Robin Jeffrey and I have both lived and visited India for several decades now. Our previous work looked at India’s mobile phone revolution, which we learnt also generated an enormous amount of e-waste (see extract available in the Guardian). This led us to think about the problem of waste more broadly. We realised that India’s relationship with waste has markedly changed over the years. The practices of frugality and husbanding that were once widespread in a largely rural society have been replaced by a people enthusiastically embracing consumerism and throwaway culture, especially as population shifts to cities and towns expand to include the countryside. In the wake of the economic reforms of the early 1990s, the magnitude and composition of waste in India has changed dramatically. The population is more than 1.3 billion people — densely populated, with nearly 40% living in urban areas. The challenges extend far beyond consumer waste, as building and infrastructure projects were producing enormous amounts of waste from construction and demolition debris, along with new volumes of waste from mines, factories, and agricultural industries. Growing demands for water increase the difficulties of managing sewage and run-off.

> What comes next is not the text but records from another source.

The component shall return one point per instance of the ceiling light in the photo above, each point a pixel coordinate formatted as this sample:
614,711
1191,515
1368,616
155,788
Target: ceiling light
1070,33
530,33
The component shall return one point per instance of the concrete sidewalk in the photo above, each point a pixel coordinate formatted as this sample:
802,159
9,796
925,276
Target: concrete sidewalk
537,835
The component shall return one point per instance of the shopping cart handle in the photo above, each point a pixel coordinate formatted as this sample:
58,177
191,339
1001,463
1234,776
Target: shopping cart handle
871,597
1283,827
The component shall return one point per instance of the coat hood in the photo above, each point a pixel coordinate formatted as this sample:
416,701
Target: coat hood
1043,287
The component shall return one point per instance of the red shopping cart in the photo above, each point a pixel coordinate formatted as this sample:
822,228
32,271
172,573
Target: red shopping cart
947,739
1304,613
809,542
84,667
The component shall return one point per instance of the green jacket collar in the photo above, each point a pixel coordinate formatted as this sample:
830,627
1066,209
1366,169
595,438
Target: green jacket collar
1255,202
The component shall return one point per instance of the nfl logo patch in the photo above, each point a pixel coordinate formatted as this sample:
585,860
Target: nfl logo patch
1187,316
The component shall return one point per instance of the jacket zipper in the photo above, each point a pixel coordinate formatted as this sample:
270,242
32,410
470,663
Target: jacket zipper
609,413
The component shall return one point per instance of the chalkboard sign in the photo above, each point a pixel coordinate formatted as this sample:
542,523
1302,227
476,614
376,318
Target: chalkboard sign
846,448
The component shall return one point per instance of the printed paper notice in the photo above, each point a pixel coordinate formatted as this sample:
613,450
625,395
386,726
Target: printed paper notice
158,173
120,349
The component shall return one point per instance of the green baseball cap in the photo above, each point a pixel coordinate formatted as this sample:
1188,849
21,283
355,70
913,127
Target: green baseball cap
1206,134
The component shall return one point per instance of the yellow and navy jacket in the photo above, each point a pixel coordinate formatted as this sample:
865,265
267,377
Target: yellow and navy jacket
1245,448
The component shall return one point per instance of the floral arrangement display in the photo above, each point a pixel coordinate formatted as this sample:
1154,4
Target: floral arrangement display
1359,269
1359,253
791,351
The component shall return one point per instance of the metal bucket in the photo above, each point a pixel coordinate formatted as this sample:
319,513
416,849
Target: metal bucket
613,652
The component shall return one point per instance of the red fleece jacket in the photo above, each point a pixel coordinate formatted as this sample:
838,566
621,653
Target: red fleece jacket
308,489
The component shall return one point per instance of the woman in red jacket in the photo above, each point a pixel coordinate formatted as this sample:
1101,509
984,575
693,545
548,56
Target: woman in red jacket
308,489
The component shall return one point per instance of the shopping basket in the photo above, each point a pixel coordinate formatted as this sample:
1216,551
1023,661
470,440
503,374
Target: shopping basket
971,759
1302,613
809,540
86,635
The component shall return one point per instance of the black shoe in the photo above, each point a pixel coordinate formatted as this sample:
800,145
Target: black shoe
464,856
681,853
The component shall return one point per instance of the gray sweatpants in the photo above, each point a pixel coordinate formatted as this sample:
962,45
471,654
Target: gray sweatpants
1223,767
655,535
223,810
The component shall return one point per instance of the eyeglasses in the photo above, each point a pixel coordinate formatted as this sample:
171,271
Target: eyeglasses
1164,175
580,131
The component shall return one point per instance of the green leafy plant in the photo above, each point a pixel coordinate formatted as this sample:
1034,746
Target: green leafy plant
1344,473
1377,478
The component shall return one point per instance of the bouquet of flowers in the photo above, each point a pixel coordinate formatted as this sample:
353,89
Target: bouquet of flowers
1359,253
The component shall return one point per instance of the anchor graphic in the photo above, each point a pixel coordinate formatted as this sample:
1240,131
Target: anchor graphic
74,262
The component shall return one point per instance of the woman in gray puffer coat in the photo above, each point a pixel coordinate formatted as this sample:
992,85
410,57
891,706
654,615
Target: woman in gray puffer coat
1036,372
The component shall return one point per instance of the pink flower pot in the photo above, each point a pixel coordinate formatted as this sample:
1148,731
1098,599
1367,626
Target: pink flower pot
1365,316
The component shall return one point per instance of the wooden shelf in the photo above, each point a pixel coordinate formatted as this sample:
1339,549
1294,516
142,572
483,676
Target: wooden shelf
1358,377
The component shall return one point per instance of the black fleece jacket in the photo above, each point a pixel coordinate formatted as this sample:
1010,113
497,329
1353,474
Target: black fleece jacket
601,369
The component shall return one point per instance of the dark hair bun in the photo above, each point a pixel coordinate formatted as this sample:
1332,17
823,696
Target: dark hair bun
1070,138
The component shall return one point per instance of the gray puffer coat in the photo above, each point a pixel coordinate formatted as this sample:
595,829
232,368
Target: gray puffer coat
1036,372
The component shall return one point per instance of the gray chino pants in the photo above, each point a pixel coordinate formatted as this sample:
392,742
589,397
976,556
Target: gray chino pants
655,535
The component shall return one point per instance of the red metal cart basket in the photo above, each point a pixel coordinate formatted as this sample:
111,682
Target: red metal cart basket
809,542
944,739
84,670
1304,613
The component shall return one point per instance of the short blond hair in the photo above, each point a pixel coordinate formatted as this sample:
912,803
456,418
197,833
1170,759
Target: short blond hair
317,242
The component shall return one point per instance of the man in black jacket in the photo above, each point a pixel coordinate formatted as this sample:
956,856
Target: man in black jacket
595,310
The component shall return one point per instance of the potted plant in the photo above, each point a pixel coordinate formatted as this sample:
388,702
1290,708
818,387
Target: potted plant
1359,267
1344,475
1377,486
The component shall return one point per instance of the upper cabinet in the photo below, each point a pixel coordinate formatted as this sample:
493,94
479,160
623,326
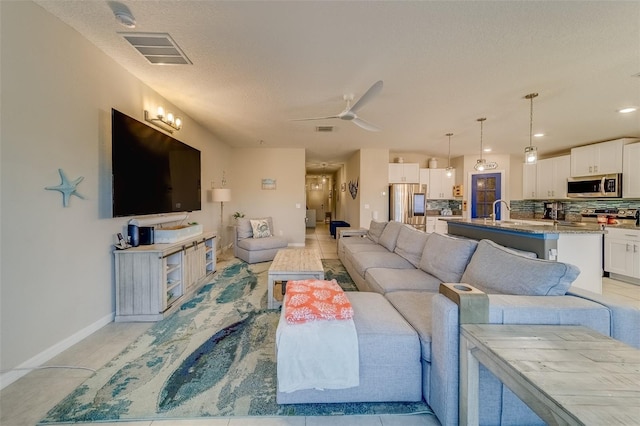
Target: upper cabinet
597,159
551,177
404,173
631,171
440,185
529,176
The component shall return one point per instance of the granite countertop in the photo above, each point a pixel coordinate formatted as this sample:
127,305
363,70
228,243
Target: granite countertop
533,227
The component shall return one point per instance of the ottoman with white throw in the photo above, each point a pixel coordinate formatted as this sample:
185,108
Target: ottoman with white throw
373,357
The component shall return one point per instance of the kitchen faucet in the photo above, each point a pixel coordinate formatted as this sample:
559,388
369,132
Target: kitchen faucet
493,209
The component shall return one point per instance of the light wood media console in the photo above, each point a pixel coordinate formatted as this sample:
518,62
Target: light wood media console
152,281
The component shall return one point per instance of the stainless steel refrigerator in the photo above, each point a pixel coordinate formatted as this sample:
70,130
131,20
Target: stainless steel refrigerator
408,204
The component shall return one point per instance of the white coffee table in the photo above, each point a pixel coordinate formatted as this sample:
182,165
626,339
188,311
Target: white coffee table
293,264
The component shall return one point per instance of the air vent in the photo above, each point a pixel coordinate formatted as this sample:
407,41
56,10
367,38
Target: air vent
158,48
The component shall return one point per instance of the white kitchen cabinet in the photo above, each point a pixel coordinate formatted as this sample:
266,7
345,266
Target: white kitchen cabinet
631,171
622,253
440,185
151,280
551,177
431,225
404,173
424,178
441,227
597,159
529,176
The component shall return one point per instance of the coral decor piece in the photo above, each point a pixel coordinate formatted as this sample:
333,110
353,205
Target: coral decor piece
68,188
353,188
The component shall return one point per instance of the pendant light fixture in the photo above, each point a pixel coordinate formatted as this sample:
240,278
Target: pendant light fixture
449,170
531,152
482,164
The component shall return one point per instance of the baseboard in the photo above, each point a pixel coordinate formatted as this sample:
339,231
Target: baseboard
17,372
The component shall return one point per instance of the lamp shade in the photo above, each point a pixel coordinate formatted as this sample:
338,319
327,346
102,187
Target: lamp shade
221,194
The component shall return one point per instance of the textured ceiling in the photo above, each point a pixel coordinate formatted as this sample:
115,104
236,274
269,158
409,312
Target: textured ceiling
257,65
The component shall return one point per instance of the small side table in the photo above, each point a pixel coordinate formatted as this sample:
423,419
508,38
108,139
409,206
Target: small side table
567,374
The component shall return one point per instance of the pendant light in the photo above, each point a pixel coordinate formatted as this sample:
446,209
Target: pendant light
482,164
449,170
531,152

How has the book been received across the world? What are some of the unusual responses and reactions you have received since its launch?
I think because of the subject and the timing, the book received quite wide coverage in both academic and non-academic platforms (see here). In India, Prime Minister Narendra Modi was spearheading the largest-ever clean-up campaign in its history. In fact, we managed to have an e-interview with the Indian PM, which appears in the appendix of the book. So in that sense the book proved timely, and the Indian media was extremely interested, with many favourable reviews. What was somewhat surprising, for us, a historian and an anthropologist, was the wide coverage the book received in outlets like Nature and New Scientist, as it seems India can also offer many lessons to the rest of the globe. I also think the book generated interest amongst the vast Indian diaspora, many of whom seem frustrated with the country’s inability to deal with its waste and sanitation problems, and are seeking a better understanding of the multiple factors and issues involved.
Do you think the new normal brought on by COVID, lockdowns and physical distancing will influence any of the cultural aspects of waste management that you address in your book? Or is there no connection at all?
First and foremost, it is India’s disadvantaged groups who are suffering the most and often targeted as spreading the disease (see, India’s Corona Casualties). But more specifically, over the past few months open dumpsites and landfills are filling up with tons of contaminated biomedical waste, which is left untreated. This poses a huge risk to those poor living and working near dumpsites, many of whom are waste pickers and scavengers, with little recourse to protective gear. The infection cycle is perpetuated, disproportionately affecting the poor and reinforcing enduring stereotypes about pollution and filth.